Pada tahun 1962, Indonesia mengambil alih wilayah Papua dari Belanda. Theys membantu TNI dan polisi Indonesia untuk menemukan orang Papua yang anti-Indonesia. Hal ini menyebabkan banyaknya korban jiwa di daerah Sentani. Pada tahun 1969, Theys adalah salah satu dari sedikit orang Papua yang dipilih untuk ambil bagian dalam PEPERA ("Penentuan Pendapat Rakyat") yang diawasi oleh PBB, yang akhirnya dengan suara bulat memilih integrasi Papua ke dalam Indonesia.
Karier politik
Pada tahun 1971, Theys menjadi anggota DPRD Provinsi Irian Jaya dari Partai Kristen Indonesia (Parkindo) hingga Theys pindah ke Golkar tahun 1977. Ia menjadi anggota DPRD I Irian Jaya hingga tahun 1992. Dalam pemilu berikutnya ia tidak dicalonkan lagi sehingga ia kecewa, dan bersuara lantang terhadap Jakarta.
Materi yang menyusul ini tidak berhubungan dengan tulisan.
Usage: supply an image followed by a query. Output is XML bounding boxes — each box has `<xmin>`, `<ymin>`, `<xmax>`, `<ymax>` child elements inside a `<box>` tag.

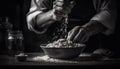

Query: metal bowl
<box><xmin>40</xmin><ymin>44</ymin><xmax>86</xmax><ymax>59</ymax></box>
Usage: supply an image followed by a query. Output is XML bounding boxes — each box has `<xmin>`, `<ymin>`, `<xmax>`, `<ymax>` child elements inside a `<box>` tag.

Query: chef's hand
<box><xmin>53</xmin><ymin>0</ymin><xmax>75</xmax><ymax>21</ymax></box>
<box><xmin>67</xmin><ymin>21</ymin><xmax>106</xmax><ymax>43</ymax></box>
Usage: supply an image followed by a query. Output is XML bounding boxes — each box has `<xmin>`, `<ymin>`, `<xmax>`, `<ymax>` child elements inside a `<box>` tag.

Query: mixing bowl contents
<box><xmin>46</xmin><ymin>39</ymin><xmax>84</xmax><ymax>48</ymax></box>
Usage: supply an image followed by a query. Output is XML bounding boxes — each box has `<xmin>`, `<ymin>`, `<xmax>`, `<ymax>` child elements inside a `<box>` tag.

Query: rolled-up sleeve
<box><xmin>91</xmin><ymin>0</ymin><xmax>117</xmax><ymax>35</ymax></box>
<box><xmin>26</xmin><ymin>0</ymin><xmax>50</xmax><ymax>34</ymax></box>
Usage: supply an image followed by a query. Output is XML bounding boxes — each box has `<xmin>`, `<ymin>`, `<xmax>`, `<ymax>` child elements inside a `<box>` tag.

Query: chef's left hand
<box><xmin>67</xmin><ymin>21</ymin><xmax>106</xmax><ymax>43</ymax></box>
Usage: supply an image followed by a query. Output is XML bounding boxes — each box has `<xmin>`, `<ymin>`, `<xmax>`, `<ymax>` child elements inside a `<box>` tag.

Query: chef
<box><xmin>27</xmin><ymin>0</ymin><xmax>116</xmax><ymax>57</ymax></box>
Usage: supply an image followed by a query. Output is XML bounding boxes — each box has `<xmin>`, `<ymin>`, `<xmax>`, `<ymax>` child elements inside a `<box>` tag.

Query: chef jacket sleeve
<box><xmin>91</xmin><ymin>0</ymin><xmax>116</xmax><ymax>35</ymax></box>
<box><xmin>26</xmin><ymin>0</ymin><xmax>50</xmax><ymax>34</ymax></box>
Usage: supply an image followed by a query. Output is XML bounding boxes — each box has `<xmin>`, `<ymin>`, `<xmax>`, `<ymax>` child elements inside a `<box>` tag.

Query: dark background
<box><xmin>0</xmin><ymin>0</ymin><xmax>120</xmax><ymax>52</ymax></box>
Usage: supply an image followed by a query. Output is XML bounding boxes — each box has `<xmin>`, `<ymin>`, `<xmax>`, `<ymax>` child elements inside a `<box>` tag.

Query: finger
<box><xmin>79</xmin><ymin>34</ymin><xmax>89</xmax><ymax>43</ymax></box>
<box><xmin>67</xmin><ymin>26</ymin><xmax>80</xmax><ymax>41</ymax></box>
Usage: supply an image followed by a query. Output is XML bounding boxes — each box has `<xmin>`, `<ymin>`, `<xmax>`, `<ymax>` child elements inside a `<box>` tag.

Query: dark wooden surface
<box><xmin>0</xmin><ymin>53</ymin><xmax>120</xmax><ymax>66</ymax></box>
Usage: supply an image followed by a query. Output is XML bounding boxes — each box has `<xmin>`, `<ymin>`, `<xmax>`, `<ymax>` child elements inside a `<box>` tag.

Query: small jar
<box><xmin>8</xmin><ymin>31</ymin><xmax>24</xmax><ymax>56</ymax></box>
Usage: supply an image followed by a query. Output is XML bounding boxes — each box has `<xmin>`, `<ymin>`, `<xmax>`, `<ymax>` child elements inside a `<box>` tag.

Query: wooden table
<box><xmin>0</xmin><ymin>53</ymin><xmax>120</xmax><ymax>66</ymax></box>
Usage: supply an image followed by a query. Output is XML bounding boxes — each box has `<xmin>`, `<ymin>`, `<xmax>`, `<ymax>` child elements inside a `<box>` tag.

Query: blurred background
<box><xmin>0</xmin><ymin>0</ymin><xmax>120</xmax><ymax>52</ymax></box>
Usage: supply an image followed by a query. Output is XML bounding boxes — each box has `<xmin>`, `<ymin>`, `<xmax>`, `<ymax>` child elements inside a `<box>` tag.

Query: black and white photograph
<box><xmin>0</xmin><ymin>0</ymin><xmax>120</xmax><ymax>68</ymax></box>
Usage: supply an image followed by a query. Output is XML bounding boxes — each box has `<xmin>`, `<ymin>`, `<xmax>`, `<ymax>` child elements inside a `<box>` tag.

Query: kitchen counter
<box><xmin>0</xmin><ymin>53</ymin><xmax>120</xmax><ymax>66</ymax></box>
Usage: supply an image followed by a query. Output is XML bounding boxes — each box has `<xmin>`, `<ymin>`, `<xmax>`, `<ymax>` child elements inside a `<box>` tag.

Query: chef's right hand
<box><xmin>53</xmin><ymin>0</ymin><xmax>75</xmax><ymax>21</ymax></box>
Tahun 1992, dibentuk Lembaga Musyawarah Adat (LMA) yang menyatukan 250 suku Papua. Theys terpilih dan dinobatkan selaku Pemimpin Besar LMA Papua. Ia kemudian menobatkan diri jadi Pemimpin Besar Dewan Papua Merdeka.
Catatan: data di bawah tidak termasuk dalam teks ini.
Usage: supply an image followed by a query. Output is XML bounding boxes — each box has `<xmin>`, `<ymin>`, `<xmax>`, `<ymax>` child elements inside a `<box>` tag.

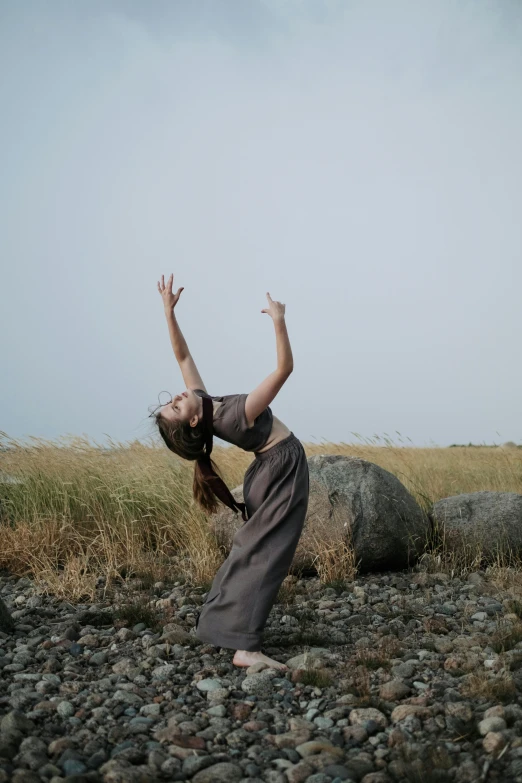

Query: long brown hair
<box><xmin>153</xmin><ymin>397</ymin><xmax>247</xmax><ymax>521</ymax></box>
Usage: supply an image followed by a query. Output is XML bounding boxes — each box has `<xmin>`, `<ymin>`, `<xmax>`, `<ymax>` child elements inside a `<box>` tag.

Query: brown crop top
<box><xmin>193</xmin><ymin>389</ymin><xmax>273</xmax><ymax>451</ymax></box>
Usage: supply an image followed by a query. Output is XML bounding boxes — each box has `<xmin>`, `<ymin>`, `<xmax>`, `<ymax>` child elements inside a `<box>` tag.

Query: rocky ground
<box><xmin>0</xmin><ymin>569</ymin><xmax>522</xmax><ymax>783</ymax></box>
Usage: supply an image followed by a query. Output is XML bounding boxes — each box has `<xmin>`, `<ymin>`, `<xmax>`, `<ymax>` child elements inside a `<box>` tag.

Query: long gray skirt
<box><xmin>196</xmin><ymin>432</ymin><xmax>310</xmax><ymax>651</ymax></box>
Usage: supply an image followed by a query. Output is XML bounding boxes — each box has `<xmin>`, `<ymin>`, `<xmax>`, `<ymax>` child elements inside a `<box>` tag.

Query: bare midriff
<box><xmin>213</xmin><ymin>400</ymin><xmax>290</xmax><ymax>454</ymax></box>
<box><xmin>255</xmin><ymin>414</ymin><xmax>290</xmax><ymax>454</ymax></box>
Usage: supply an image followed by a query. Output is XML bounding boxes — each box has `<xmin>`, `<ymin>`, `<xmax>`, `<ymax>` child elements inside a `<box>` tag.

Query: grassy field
<box><xmin>0</xmin><ymin>433</ymin><xmax>522</xmax><ymax>599</ymax></box>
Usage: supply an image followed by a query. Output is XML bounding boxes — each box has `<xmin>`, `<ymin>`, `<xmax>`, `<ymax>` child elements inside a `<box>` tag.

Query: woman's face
<box><xmin>161</xmin><ymin>389</ymin><xmax>203</xmax><ymax>427</ymax></box>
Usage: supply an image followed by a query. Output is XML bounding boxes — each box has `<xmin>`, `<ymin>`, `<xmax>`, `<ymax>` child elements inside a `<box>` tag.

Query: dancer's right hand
<box><xmin>158</xmin><ymin>274</ymin><xmax>183</xmax><ymax>311</ymax></box>
<box><xmin>261</xmin><ymin>292</ymin><xmax>286</xmax><ymax>321</ymax></box>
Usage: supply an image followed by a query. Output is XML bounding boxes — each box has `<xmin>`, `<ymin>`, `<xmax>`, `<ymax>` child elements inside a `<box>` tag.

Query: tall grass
<box><xmin>0</xmin><ymin>432</ymin><xmax>522</xmax><ymax>598</ymax></box>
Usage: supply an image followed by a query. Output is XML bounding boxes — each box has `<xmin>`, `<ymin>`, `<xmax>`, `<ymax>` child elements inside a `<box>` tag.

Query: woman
<box><xmin>154</xmin><ymin>275</ymin><xmax>309</xmax><ymax>669</ymax></box>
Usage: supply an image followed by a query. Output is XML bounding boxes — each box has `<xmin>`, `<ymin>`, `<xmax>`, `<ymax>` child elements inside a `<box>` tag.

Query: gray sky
<box><xmin>0</xmin><ymin>0</ymin><xmax>522</xmax><ymax>446</ymax></box>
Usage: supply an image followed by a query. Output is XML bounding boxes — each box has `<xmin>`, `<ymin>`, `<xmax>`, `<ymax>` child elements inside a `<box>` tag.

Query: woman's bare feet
<box><xmin>232</xmin><ymin>650</ymin><xmax>288</xmax><ymax>671</ymax></box>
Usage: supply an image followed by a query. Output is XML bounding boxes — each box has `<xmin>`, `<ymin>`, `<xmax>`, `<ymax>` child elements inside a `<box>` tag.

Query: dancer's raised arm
<box><xmin>158</xmin><ymin>274</ymin><xmax>207</xmax><ymax>392</ymax></box>
<box><xmin>245</xmin><ymin>293</ymin><xmax>294</xmax><ymax>426</ymax></box>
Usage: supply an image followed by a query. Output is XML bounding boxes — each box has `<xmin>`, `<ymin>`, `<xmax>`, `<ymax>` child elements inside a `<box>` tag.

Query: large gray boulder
<box><xmin>308</xmin><ymin>454</ymin><xmax>431</xmax><ymax>572</ymax></box>
<box><xmin>211</xmin><ymin>454</ymin><xmax>431</xmax><ymax>573</ymax></box>
<box><xmin>431</xmin><ymin>491</ymin><xmax>522</xmax><ymax>560</ymax></box>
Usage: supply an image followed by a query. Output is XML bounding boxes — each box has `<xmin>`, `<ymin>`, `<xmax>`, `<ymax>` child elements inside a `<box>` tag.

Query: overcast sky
<box><xmin>0</xmin><ymin>0</ymin><xmax>522</xmax><ymax>446</ymax></box>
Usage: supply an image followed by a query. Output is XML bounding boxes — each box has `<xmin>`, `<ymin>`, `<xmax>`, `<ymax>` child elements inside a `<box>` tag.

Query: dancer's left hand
<box><xmin>158</xmin><ymin>274</ymin><xmax>183</xmax><ymax>311</ymax></box>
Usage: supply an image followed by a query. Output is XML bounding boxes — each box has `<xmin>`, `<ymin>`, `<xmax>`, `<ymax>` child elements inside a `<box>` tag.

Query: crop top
<box><xmin>193</xmin><ymin>389</ymin><xmax>273</xmax><ymax>451</ymax></box>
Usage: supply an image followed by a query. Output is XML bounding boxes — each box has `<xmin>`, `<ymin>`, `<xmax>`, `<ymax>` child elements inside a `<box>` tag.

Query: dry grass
<box><xmin>0</xmin><ymin>432</ymin><xmax>522</xmax><ymax>612</ymax></box>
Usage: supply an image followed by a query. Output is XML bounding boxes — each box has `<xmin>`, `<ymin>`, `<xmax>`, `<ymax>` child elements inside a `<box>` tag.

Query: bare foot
<box><xmin>232</xmin><ymin>650</ymin><xmax>288</xmax><ymax>671</ymax></box>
Pada 1 Desember 1999, Theys mencetuskan dekrit Papua Merdeka serta mengibarkan bendera Bintang Kejora. Lalu pada Mei-Juni 2000, ia mengadakan Kongres Nasional II Rakyat Papua Barat, yang lalu dikenal sebagai Kongres Rakyat Papua, Jayapura. Dalam kongres itu, Theys terpilih sebagai Ketua PDP.
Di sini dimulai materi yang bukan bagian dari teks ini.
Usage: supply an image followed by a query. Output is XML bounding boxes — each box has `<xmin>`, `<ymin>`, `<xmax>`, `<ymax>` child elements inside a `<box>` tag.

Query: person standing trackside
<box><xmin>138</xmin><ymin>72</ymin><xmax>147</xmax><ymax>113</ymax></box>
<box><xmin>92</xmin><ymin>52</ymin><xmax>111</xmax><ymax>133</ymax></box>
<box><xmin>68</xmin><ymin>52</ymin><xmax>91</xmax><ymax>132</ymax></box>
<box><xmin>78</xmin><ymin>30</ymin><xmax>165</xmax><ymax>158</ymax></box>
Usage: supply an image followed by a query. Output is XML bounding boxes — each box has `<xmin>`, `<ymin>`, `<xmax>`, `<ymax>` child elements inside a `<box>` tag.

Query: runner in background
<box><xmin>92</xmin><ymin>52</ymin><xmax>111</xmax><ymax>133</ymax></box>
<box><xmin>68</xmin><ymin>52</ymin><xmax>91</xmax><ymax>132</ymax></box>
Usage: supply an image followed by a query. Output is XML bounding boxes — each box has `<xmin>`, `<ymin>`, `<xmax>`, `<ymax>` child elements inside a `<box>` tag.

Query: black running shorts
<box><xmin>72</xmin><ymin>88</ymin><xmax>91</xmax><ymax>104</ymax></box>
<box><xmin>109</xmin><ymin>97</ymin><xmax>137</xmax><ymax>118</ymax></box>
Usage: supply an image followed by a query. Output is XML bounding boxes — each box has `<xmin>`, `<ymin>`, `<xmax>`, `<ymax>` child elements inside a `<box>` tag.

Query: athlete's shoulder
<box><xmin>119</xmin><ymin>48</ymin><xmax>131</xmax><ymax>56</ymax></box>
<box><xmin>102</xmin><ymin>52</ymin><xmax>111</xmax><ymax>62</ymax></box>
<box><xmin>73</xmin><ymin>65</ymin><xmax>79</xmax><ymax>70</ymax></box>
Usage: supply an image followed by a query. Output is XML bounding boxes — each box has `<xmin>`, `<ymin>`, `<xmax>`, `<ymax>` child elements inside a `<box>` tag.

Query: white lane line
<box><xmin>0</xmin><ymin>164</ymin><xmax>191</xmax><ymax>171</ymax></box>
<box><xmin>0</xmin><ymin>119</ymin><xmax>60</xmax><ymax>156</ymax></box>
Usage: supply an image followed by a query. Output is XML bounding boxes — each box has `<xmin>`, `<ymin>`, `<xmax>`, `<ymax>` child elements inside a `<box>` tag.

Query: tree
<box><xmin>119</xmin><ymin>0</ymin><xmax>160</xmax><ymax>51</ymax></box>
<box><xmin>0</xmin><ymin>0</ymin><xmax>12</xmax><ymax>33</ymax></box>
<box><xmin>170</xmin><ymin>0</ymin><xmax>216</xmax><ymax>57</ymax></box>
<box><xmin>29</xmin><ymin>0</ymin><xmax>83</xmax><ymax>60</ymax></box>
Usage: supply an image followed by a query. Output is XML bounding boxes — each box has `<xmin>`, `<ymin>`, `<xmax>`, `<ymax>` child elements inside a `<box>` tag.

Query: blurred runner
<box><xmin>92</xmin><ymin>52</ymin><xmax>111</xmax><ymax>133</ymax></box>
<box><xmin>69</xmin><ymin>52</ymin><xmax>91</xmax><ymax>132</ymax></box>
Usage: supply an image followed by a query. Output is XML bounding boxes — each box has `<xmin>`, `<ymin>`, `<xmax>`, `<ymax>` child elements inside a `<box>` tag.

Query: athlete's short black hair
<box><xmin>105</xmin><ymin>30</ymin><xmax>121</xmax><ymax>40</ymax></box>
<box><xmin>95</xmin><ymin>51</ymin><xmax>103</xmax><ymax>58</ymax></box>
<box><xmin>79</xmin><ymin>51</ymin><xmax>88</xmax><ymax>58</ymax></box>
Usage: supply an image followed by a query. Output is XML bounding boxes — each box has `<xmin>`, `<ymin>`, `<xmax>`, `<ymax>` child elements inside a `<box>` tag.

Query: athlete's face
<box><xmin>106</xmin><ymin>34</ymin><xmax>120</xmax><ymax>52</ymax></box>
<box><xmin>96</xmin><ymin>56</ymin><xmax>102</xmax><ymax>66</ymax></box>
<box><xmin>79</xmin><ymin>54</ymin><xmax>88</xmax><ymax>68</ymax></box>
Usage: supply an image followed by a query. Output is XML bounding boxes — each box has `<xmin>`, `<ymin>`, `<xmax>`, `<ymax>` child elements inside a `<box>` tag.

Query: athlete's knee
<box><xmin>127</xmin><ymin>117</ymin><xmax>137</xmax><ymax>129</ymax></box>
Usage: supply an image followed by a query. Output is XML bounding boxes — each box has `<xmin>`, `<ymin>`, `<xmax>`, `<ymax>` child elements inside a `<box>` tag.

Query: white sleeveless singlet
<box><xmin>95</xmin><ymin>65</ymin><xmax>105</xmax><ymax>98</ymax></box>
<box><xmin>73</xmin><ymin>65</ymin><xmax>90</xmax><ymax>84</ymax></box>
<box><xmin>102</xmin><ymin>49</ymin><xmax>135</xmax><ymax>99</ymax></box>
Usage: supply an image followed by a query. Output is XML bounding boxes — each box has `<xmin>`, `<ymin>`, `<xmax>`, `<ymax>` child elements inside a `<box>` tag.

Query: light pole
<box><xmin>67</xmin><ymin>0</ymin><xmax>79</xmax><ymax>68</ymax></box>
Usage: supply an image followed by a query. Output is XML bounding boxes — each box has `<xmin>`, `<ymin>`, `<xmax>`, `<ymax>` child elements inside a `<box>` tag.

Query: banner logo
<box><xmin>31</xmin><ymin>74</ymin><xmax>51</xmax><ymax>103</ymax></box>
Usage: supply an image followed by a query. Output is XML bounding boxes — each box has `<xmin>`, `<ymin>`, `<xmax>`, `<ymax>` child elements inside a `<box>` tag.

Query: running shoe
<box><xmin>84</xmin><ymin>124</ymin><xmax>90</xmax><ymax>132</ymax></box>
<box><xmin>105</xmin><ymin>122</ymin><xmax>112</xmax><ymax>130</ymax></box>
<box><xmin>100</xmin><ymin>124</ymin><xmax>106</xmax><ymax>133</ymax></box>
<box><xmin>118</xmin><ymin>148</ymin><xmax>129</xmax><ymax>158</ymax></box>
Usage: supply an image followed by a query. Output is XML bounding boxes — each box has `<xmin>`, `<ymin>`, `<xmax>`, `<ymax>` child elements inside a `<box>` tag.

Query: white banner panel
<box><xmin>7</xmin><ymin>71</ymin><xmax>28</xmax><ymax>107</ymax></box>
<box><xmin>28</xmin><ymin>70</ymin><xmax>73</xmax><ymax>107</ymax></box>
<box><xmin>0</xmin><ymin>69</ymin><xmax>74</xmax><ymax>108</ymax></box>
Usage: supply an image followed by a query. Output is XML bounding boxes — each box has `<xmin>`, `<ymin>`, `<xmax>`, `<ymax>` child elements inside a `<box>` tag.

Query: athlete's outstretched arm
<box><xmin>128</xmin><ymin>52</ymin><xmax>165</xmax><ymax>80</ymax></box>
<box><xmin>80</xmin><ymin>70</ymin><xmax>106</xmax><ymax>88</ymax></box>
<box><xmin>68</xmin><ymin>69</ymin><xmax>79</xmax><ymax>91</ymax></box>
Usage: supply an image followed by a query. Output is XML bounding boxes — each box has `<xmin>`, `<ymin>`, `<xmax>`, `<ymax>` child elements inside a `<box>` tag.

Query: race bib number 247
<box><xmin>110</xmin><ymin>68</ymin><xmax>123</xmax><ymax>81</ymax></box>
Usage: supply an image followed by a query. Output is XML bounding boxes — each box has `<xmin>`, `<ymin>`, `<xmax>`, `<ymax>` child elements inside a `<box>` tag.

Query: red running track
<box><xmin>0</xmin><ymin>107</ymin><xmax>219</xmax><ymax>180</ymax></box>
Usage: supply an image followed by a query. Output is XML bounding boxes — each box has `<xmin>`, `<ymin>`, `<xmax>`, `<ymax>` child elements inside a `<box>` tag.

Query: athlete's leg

Konon ada beberapa faksi dalam Tentara Nasional Indonesia yang kurang suka akan adanya PDP ini sebab mereka takut bahwa hal ini akan menuju lepasnya Papua dari pangkuan NKRI. Lalu di bawah pemerintahan Megawati Soekarnoputri otonomi khusus ini harus dicabut kembali dan ada tuduhan bahwa PDP dihalang-halangi oleh oknum-oknum militer.
Kematian
Pada tanggal 10 November 2001, Theys Hiyo Eluay diculik dan lalu ditemukan sudah terbunuh di mobilnya di sekitar Jayapura. Menurut penyidikan yang dipimpin oleh Kepala Kepolisian Daerah PapuaJenderalI Made Mangku Pastika, yang juga memimpin penyidikan peristiwa Bom Bali 2002, ternyata pembunuhan ini dilakukan oleh oknum-oknum Komando Pasukan Khusus (Kopassus). Beberapa anggotanya, antara lain LetkolHartomo, berikutnya Letkol Hartomo tidak dipecat namun hanya ditahan selama 3 tahun. Dunia Internasional mengecam pembunuhan Eluay ini.
Eluay akhirnya dimakamkan di sebuah gelanggang olahraga di tempat kelahirannya di Sentani pada sebuah tanah yang sudah dihibahkan oleh para tetua suku. Pemakamannya dihadiri kurang lebih 10.000 orang Papua. Pada jalan raya antara Jayapura dan Sentani sebuah monumen kecil didirikan untuk mengenang pembunuhan ini.
Warisan
Pada tanggal 20 Oktober 2020, Gubernur Papua Lukas Enembe mengganti nama Bandar Udara Sentani, bandar udara terbesar di Papua, menjadi Bandar Udara Dortheys Hiyo Eluay.[1] Penamaan ini menurut Yanto Eluay berdasarkan perjuangan Theys Eluay selama Pepera 1969 turut melobi agar Irian Barat menjadi bagian dari NKRI.[2] Sedangkan bandara tersebut juga didirikan di tanah milik Nero Nihiwe Eluay yang dilepaskan ke pihak Belanda.[3] Jalan masuk menuju bandar udara tersebut berhadapan langsung dengan makam Eluay.